«Libano, rialzati! Tornerai a splendere»: Papa Leone XIV, concludendo la messa solenne al Waterfront di Beirut che ha chiuso la sua visita in Libano dal 30 novembre al 2 dicembre, ha così rappresentato il culmine della prima missione apostolica del nuovo pontificato. La visita, così come la precedente in Turchia, ha avuto un profondo significato religioso e politico.

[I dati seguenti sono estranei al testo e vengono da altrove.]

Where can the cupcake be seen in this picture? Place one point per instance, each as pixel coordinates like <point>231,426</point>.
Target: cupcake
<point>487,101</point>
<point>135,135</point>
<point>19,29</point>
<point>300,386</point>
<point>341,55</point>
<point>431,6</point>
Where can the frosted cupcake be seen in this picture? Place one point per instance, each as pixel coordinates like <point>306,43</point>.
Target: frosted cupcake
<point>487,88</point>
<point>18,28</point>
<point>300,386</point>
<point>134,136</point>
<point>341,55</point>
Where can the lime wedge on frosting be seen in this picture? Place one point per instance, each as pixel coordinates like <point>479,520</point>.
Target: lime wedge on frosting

Religioso: in Turchia Leone ha celebrato i 1.700 anni del Concilio di Nicea e ha incontrato il Patriarca ortodosso Bartolomeo in una rinnovata sintonia tra i successori di Pietro e Andrea, mentre in Libano il Santo Padre ha mandato un profondo messaggio di interconfessionalità e dialogo interreligioso in un Paese diviso tra cristiani maroniti, musulmani sunniti e sciiti. In entrambe le visite è stato lo stimolo al dialogo tra le religioni abramitiche il filo conduttore.

Politico, perché in Libano Robert Francis Prevost ha mandato un messaggio di pace. Messaggio anticipato in Turchia, nell’incontro col presidente Recep Tayyip Erdogan, e ribadito a Beirut incontrando il capo di Stato Joseph Aoun e il premier Nawaf Salam e mandando un profondo invito alla distensione interna e regionale. Di fronte a Leone XIV il Libano ferito un anno fa dall’aggressione israeliana e diviso tra il sentimento guerrigliero di Hezbollah e le istituzioni secolari si è ricomposto: il Papa è stato accolto ovunque da folle vastissime e sia la conferenza degli Imam nazionali che lo stesso Partito di Dio hanno salutato l’arrivo del pontefice come l’occasione per accendere un faro virtuoso sul Paese dei Cedri.

Di fronte al mondo politico libanese, Papa Leone XIV ha poi mandato un messaggio chiaro: no al riarmo, no alla conflittualità, no alla logica della forza per risolvere le crisi. E sì alla soluzione a due Stati per la questione israelo-palestinese, su cui il Libano rappresenta l’affaccio più vicino. In Occidente come a Tel Aviv, a buon intenditor poche parole.